Mindestens zehn Tote bei Polizeieinsatz gegen Drogendealer in Rio

5. August 2008, 06:36
2 Postings

Alle Toten offenbar Drogenhändler - Behörden gehen gnadenlos gegen organisierte Kriminalität vor - Amnesty spricht von Gewaltexzessen der Polizei

Rio de Janeiro - Bei einem blutigen Polizei-Einsatz in einem Elendsviertel von Rio de Janeiro sind mindestens zehn Menschen erschossen worden. Wie Medien unter Berufung auf Behördenangaben berichteten, geschah das Blutbad am Montagnachmittag im Slum Mangueirinha im Bezirk Duque de Caxias. Alle Todesopfer seien Verbrecher gewesen, versicherte ein Polizeisprecher. Nur ein Beamter sei verletzt worden.

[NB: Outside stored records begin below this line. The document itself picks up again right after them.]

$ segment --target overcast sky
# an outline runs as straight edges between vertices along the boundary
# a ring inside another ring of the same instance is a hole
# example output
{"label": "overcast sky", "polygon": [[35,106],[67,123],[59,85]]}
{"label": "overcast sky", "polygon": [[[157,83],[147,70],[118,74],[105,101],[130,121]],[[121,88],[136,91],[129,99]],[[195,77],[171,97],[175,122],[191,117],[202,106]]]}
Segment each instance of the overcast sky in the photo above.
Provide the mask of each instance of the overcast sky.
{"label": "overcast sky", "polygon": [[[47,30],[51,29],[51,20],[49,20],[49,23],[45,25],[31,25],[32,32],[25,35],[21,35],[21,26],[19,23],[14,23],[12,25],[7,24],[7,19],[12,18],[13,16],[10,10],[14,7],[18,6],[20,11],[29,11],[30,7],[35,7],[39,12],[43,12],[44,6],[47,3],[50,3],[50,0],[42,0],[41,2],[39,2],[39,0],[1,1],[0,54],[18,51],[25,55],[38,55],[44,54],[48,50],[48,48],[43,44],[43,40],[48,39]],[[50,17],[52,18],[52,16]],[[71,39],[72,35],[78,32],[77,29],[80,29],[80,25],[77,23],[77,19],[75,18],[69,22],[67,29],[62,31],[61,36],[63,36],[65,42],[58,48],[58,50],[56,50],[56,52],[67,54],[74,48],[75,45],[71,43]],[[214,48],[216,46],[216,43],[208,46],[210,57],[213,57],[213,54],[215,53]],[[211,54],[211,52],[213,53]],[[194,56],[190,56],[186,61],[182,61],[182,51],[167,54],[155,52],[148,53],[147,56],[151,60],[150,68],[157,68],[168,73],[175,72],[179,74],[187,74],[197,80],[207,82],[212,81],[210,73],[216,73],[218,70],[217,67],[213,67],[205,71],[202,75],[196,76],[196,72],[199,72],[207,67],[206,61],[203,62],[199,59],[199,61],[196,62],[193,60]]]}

Auslöser der stundenlangen Schießereien war den Angaben zufolge der Diebstahl eines Bierlastwagens. Auf der Suche nach dem Fahrzeug sei die Besatzung eines Polizeiwagens im Slum in die Enge getrieben worden. Die Beamten hätten Verstärkung angefordert. Daraufhin hätten Dutzende von Polizisten, darunter Elitebeamte, das Viertel mit Panzerwagen und einem Hubschrauber gestürmt, hieß es. Bei der Aktion nahm die Polizei nach eigenen Angaben fünf Männer fest. Außerdem seien Waffen und Drogen sichergestellt worden.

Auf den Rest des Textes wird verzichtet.